DC Comics' Legion of Superheroes has been around since the 1950s, so it's neat for it to be on TV, strictly for the years it's put in. I want them to be on Smallville. Get three or four hip young actors and have them smack some sense into Clark and you're done.
"We came back in time to tell you that Chloe is awesome and you are stupid."
One of the Legion cartoon writers is J.M. DeMatteis, a veteran comics writer who had a long run on the Legion comics. Getting the writer of the source material to write the adaptation? That's crazy.
The character designs are not exactly top notch.
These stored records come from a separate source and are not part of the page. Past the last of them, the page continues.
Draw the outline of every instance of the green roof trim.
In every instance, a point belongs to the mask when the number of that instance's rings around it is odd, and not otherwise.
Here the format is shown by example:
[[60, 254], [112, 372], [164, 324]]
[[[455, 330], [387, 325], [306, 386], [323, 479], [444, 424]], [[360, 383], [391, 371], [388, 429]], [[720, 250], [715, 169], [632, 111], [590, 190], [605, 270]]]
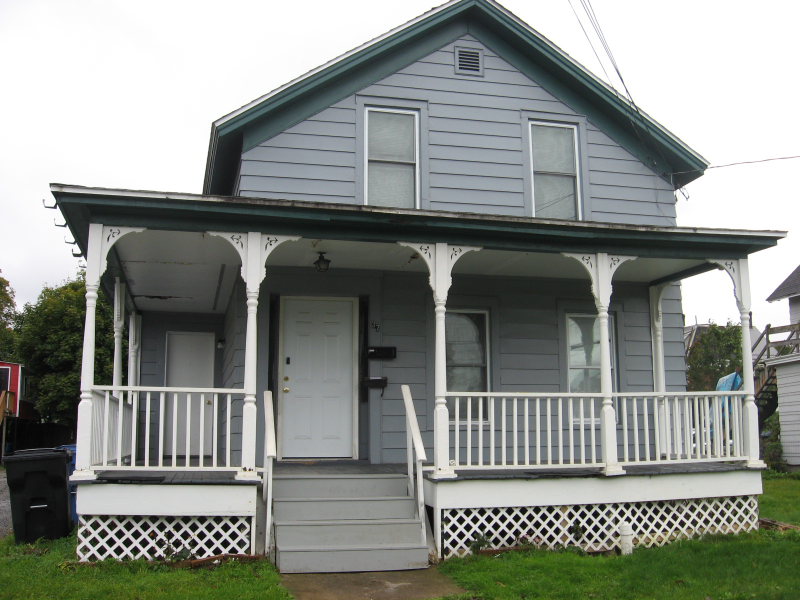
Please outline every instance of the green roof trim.
[[206, 194], [230, 194], [243, 151], [391, 75], [466, 33], [586, 117], [676, 187], [708, 162], [554, 44], [491, 0], [434, 9], [212, 125]]
[[[89, 223], [175, 231], [263, 231], [362, 242], [448, 242], [519, 252], [608, 252], [652, 258], [743, 258], [784, 232], [546, 221], [319, 202], [51, 186], [82, 251]], [[715, 268], [715, 267], [711, 267]]]

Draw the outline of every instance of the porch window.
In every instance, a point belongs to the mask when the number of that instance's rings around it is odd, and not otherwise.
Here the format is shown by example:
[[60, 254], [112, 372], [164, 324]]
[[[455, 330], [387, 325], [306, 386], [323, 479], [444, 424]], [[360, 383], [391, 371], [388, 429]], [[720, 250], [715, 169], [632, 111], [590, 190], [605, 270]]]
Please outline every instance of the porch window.
[[369, 108], [365, 204], [419, 206], [419, 135], [415, 111]]
[[562, 123], [531, 123], [534, 216], [581, 218], [578, 182], [578, 128]]
[[[614, 318], [608, 316], [611, 347], [611, 382], [616, 389]], [[567, 315], [567, 359], [570, 392], [600, 392], [600, 320], [597, 315]]]
[[[445, 318], [447, 353], [447, 390], [453, 392], [489, 391], [489, 313], [479, 310], [448, 310]], [[453, 399], [448, 400], [450, 416], [455, 419]], [[488, 419], [485, 398], [472, 399], [472, 421], [477, 423], [479, 405]], [[460, 420], [466, 421], [466, 400], [461, 400]]]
Timber Wolf has a flat head. Lightning Lad goes from stringbean to musclehead in between seasons. Superboy has a shapely hourglass figure. All the male characters have gigantic Adam's apples. I can't not look at them.
Like every other DC cartoon, its makers know their stuff. Good and bad guys from Legion trivia are all over the show. The Legion comic book had its own future alphabet, Interlac, which was decoded in the letters column. The Legion cartoon contains Easter eggs in scenes with messages in Interlac. That is hardcore.
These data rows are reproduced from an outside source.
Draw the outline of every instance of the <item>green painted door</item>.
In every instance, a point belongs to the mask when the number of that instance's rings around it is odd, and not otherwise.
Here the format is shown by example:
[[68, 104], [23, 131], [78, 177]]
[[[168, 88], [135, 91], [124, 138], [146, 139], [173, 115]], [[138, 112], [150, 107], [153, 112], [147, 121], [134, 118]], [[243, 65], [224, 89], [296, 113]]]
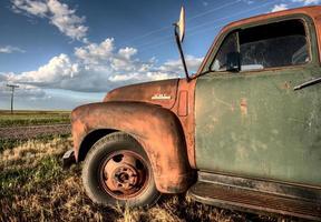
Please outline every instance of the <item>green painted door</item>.
[[321, 186], [321, 83], [313, 62], [270, 71], [210, 72], [196, 83], [196, 165]]

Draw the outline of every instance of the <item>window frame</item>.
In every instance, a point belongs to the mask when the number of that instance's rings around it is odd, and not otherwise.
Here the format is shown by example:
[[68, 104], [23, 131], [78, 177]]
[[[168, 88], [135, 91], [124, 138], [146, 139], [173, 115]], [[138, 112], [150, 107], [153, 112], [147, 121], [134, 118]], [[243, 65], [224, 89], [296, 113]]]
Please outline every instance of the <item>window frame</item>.
[[[245, 30], [247, 28], [254, 28], [254, 27], [260, 27], [264, 24], [271, 24], [271, 23], [276, 23], [276, 22], [282, 22], [282, 21], [289, 21], [289, 20], [299, 20], [303, 23], [304, 31], [305, 31], [305, 38], [307, 38], [307, 47], [308, 47], [308, 53], [309, 53], [309, 61], [305, 62], [304, 64], [294, 64], [294, 65], [284, 65], [284, 67], [273, 67], [273, 68], [265, 68], [265, 69], [255, 69], [255, 70], [241, 70], [239, 72], [231, 72], [231, 71], [214, 71], [211, 70], [213, 62], [224, 43], [224, 40], [228, 34], [233, 32], [239, 32], [240, 30]], [[237, 34], [239, 36], [239, 34]], [[315, 49], [312, 48], [317, 42], [317, 31], [315, 31], [315, 26], [312, 20], [312, 18], [308, 14], [303, 13], [295, 13], [295, 14], [290, 14], [290, 16], [283, 16], [283, 17], [276, 17], [276, 18], [271, 18], [268, 20], [261, 20], [256, 21], [253, 23], [245, 23], [241, 24], [237, 27], [234, 27], [223, 33], [220, 34], [217, 40], [214, 42], [214, 47], [210, 52], [210, 57], [207, 58], [206, 61], [204, 61], [204, 67], [202, 70], [198, 71], [196, 77], [203, 75], [205, 73], [215, 73], [215, 74], [223, 74], [223, 73], [253, 73], [253, 72], [268, 72], [268, 71], [273, 71], [273, 70], [283, 70], [283, 69], [298, 69], [298, 68], [307, 68], [315, 64], [317, 59], [319, 58], [318, 52]], [[240, 44], [240, 41], [237, 41], [237, 46]], [[318, 48], [318, 47], [317, 47]]]

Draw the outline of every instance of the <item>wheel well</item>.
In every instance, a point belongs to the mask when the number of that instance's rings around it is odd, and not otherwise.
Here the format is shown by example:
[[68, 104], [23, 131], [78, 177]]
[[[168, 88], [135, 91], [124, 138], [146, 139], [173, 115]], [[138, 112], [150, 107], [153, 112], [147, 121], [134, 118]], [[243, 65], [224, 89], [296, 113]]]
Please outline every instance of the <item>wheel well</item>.
[[113, 132], [117, 132], [114, 129], [99, 129], [95, 130], [86, 135], [82, 140], [78, 153], [78, 162], [84, 161], [90, 148], [103, 137], [110, 134]]

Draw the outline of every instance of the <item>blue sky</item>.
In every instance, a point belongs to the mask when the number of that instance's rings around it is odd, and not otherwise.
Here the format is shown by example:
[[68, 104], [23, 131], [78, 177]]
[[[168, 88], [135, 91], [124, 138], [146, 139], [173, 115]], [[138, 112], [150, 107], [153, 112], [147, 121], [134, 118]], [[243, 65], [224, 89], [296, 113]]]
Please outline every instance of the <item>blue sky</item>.
[[0, 109], [70, 110], [119, 85], [183, 77], [173, 26], [186, 11], [184, 51], [195, 71], [220, 29], [321, 0], [2, 0]]

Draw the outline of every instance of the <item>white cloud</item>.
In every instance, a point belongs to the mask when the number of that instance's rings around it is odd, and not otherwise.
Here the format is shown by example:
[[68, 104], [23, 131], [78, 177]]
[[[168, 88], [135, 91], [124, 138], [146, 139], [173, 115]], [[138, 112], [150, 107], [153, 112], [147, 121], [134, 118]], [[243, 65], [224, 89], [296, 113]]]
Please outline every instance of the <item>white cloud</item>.
[[271, 10], [271, 12], [275, 12], [275, 11], [283, 11], [288, 9], [288, 4], [285, 3], [280, 3], [280, 4], [275, 4], [273, 7], [273, 9]]
[[76, 10], [69, 9], [66, 3], [58, 0], [12, 0], [12, 9], [17, 13], [48, 18], [67, 37], [87, 42], [88, 27], [82, 24], [85, 17], [76, 16]]
[[309, 6], [309, 4], [318, 4], [321, 2], [321, 0], [292, 0], [292, 2], [300, 2], [303, 3], [304, 6]]
[[0, 47], [0, 53], [13, 53], [13, 52], [26, 52], [25, 50], [18, 48], [18, 47], [11, 47], [11, 46], [6, 46], [6, 47]]
[[[159, 65], [153, 58], [142, 61], [136, 54], [135, 48], [117, 50], [110, 38], [76, 48], [75, 61], [60, 54], [37, 70], [2, 74], [2, 79], [48, 89], [106, 92], [124, 84], [184, 75], [181, 60], [169, 60]], [[201, 61], [202, 58], [186, 57], [189, 70], [196, 70]]]

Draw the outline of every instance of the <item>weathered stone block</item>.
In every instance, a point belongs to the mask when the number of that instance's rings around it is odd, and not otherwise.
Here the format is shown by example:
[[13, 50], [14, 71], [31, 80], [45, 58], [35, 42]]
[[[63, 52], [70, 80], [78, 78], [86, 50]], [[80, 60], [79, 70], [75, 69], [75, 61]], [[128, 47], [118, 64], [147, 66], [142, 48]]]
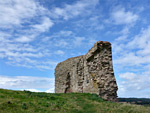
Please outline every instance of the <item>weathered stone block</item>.
[[117, 90], [109, 42], [96, 42], [86, 55], [69, 58], [55, 68], [56, 93], [96, 93], [116, 101]]

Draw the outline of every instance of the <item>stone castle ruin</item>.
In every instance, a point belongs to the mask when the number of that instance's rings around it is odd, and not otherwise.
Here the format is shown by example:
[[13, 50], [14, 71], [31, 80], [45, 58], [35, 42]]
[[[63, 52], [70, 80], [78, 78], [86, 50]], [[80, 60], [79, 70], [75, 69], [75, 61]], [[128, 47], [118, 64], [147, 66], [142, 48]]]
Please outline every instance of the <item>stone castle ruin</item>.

Superboy is the star, but the individual heroes are the best part of the comic and the cartoon. Almost every comic-book Legionnaire is in the crowd scenes somewhere, including Tyroc, whose power is he screams really loud, and Matter-Eater Lad, who can eat anything. In every fight scene, you can spot the heroes by their one power. If you're me, you freak out a little bit. Or a lot, if it's Matter Eater Lad.
Legion is 1,000 years in the future of the DC Universe, but they never did stories like that. Not counting Superboy, there has been the occasional time travel or team up, but the book has never been about the futures of modern-day DC heroes.
The cartoon, though, does it several times. Superboy references Batman once. My favorite episode has Kandor, a classic bit of Superman arcana, the Krypton city shrunk to the size of a milk jug by Superman villain Brainiac. His descendant is Legionnaire Brainiac 5, but he's a good guy. In the series finale, naturally he is taken over by great- great- great-grandpa.
There are two tiny 4-episode DVD sets at this writing. DC Comics nerds should watch Legion anyway, or turn in your badge.